Carrington’s take on Ornette Coleman’s “Chronology” served notice from the get-go that this American Songbook was more broad-based, though she did follow it with the true 1930s pop and jazz standard “Body and Soul,” here arranged by her stellar saxophonist Tia Fuller—though this she followed with the lesser-known Jimi Hendrix song “Burning of the Midnight Lamp,” for which she also nicely evoked Hendrix’s conversational vocal phrasing, if not dreamy tone. But flutist Elena Ayodele Pinderhughes picked that up, while guitarist Matt Stevens subtly assumed Hendrix’s guitar style.
The first of Carrington’s special guests, both having appeared on her latest album The Mosaic Project: Love and Soul–as did all the female instrumentalists—came next. Saluting Valerie Simpson as “a real life great American songwriter” whom she learns from every time she works with her, Carrington brought Simpson out to sing Billie Holiday’s “God Bless the Child.”
“She makes people do things they don’t even know they can do!” marveled Simpson, who decided on the spot to leave the piano to Amy Bellamy and just sing into a handheld mic, for which she earned a standing ovation after spurring Fuller to new saxophone heights. She then pulled out a song from her own Ashford & Simpson catalog, “Somebody Told a Lie,” which she sang on Love and Soul. But Simpson acknowledged that Carrington had “stamped it [so] hard” with her arrangement that she had to relearn it, which clearly, she had.

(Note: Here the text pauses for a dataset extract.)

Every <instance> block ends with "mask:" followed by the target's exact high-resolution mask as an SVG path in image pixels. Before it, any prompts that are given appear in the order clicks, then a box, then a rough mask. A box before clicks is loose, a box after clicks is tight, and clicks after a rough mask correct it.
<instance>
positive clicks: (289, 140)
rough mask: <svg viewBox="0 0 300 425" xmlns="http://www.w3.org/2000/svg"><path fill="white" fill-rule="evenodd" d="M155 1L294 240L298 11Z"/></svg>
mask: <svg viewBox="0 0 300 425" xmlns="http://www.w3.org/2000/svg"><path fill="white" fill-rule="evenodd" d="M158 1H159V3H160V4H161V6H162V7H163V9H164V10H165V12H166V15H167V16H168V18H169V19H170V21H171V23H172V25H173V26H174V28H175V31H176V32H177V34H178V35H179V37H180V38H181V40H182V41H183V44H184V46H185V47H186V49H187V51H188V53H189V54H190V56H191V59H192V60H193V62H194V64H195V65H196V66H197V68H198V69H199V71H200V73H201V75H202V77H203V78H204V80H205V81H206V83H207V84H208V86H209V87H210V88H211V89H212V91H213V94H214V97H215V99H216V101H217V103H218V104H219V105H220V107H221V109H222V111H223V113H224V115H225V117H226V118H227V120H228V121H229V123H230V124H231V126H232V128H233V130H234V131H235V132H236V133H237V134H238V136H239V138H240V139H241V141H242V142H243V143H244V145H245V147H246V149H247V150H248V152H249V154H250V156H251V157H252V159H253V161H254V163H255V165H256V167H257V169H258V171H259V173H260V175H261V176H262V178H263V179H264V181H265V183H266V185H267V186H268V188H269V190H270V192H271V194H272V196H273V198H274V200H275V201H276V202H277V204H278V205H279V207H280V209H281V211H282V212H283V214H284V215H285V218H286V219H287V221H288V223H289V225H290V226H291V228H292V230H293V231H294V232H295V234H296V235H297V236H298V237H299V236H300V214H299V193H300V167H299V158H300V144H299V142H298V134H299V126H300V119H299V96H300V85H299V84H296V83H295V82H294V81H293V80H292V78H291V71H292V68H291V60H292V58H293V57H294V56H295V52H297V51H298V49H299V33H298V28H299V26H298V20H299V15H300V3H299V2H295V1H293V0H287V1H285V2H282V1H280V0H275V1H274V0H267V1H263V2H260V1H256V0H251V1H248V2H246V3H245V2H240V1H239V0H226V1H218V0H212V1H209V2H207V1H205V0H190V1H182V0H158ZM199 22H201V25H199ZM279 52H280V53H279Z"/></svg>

Surprise guest Esperanza Spalding sang an airy scat on Geri Allen’s “Unconditional Love,” which appeared on Carrington’s 2011 The Mosaic Project album—as did both Allen and Spalding—and which Carrington assured will be a standard 30 years from now, though it already is in jazz circles. “Some people make you feel more comfortable just by being on stage,” Carrington said of Spalding, though her performance was so outstanding that Oleta Adams, the evening’s second special guest, felt compelled to admit, “Wow! I used to sing that high once!” prior to to singing her song “I’ve Got a Right” at the piano; she then left it for the Luther Vandross hit “For You to Love,” which she sang on Love and Soul and was likewise “smothered” in Carrington’s arrangement, she said.
Adams’ segment ended back at the piano for Frank Sinatra’s torch song “Only the Lonely,” by American Songbook stalwarts Sammy Cahn and Jimmy Van Heusen, then Simpson joined her for Duke Ellington’s “Come Sunday”–a tribute to Natalie Cole, who sang it on Love and Soul. Simpson then took over the piano and turned to the Ashford & Simpson songbook’s “I Don’t Need No Doctor,” though she generously handed the lead to Bellamy, then gave her spot to Adams as she led the SRO room in the A&S standard “Reach Out and Touch (Somebody’s Hand).”
Carrington closed with The Beatles “Michelle,” another fab interpretation featuring her drumming working in tandem with bassist Josh Hari. But the topflight band’s percussionist Negah Santos and trumpet player Arnetta Johnson should not go without mention for all the love and soul they put out all set long.